Your mare may simply be letting this filly know who's "in charge" by putting the filly in her place during meal times. My experience is that the older/established horses will back off once a suitable "order" is clear to all individuals. 

If you're worried that the filly won't get enough to eat (or your older mare too much), I suggest simply separating them for meal times.

There isn't much you can do about herd politics - other than separating individuals who don't get along. Most of the time squabbles will be short lived, and minor - they are a part of herd life for horses and not usually anything to be overly concerned about.


----------



## draftrider (Mar 31, 2010)

You can still start working with her. Start bonding and getting her gentled down.


----------



## darkpaloma (Jun 14, 2010)

*I have been*



draftrider said:


> You can still start working with her. Start bonding and getting her gentled down.


today she came to me several time of her own accord and I never let her be the one who walked away from me i always walked away from her, she is doing fine but she is just tired she does not have much energy right now


----------



## draftrider (Mar 31, 2010)

Then this is the time you want to get her as gentled down as possible, not when she is fully up to strength and frisky!! =)


----------



## payette (Jun 3, 2010)

Good for you! She's a cutie!


----------



## Dumas'_Grrrl (Apr 2, 2008)

I wholeheartedly agree with draftrider. Gentle her as much as possible while her energy level is down.

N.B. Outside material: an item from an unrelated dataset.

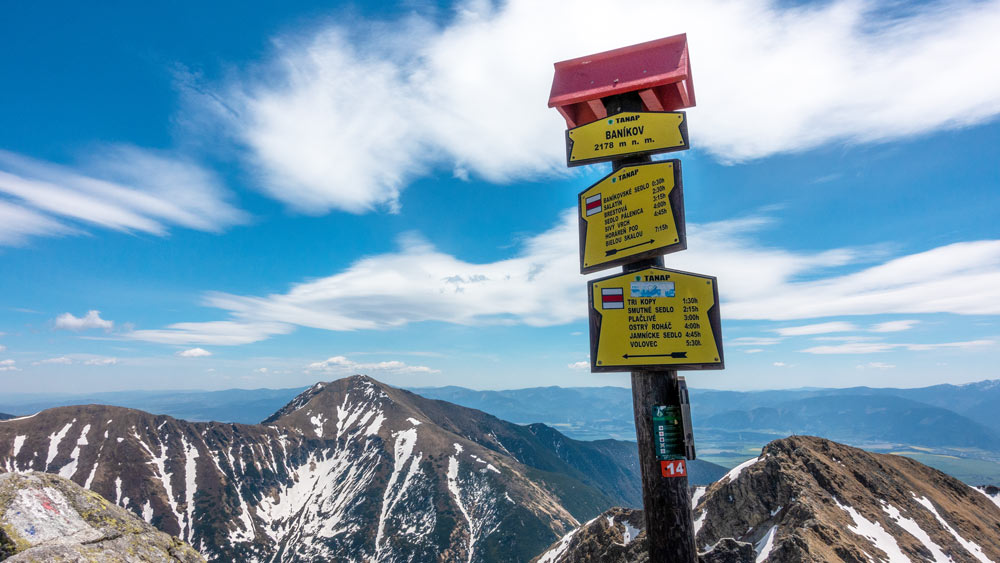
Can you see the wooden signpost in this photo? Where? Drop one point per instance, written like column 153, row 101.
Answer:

Once she gets some food in that belly and starts feeling better she's likely to challenge you. 

She's a real cutie pie tho!!! 

If you're concerned about feed time, I'd just separate them.


----------



## mom2pride (May 5, 2009)

I agree with those that have said to rent, or borrow a stock trailer...

A horse that is wild is not going to be easily loaded, let alone teaching him to go into a straight load two horse trailer. That would take more than just a day's worth of working with her, as it seems you have to start from square one; haltering!!! Borrow a stock trailer, or have someone haul her for you, that has experience in loading 'wild' horses.

Ooops...I see you've already gotten her home! Good luck with her!


----------



## Silvera (Apr 27, 2010)

I would suggest getting her into the roundpen also, you can work without the halter for now (if you can get her in there). Work on getting some trust there so you can handle her. The quicker you can handle her the better. In the roundpen you can also start working on getting her to pick up her feet. I couldn't see her feet very well but she does look to be in need of a good trim as soon as you can.

The other thing you can do is sit in the field with a book or something and read. Ignore her unless she comes up to you and touches you. If she touches you pet her for a little bit and go back to reading. It is fine if she walks away, this will allow her to make contact with you and get to know you, but to be on her terms. If she is agressive at any point then make her move her feet away from you and only allow her into your space if she is calm.

Good luck with everything, she is very pretty.


----------



## snazzydandy (Jan 7, 2010)

Good job on getting her loaded and home.. now it's just going to be quality time.. sounds like she wants attention if she is already coming up to you.. good luck..


----------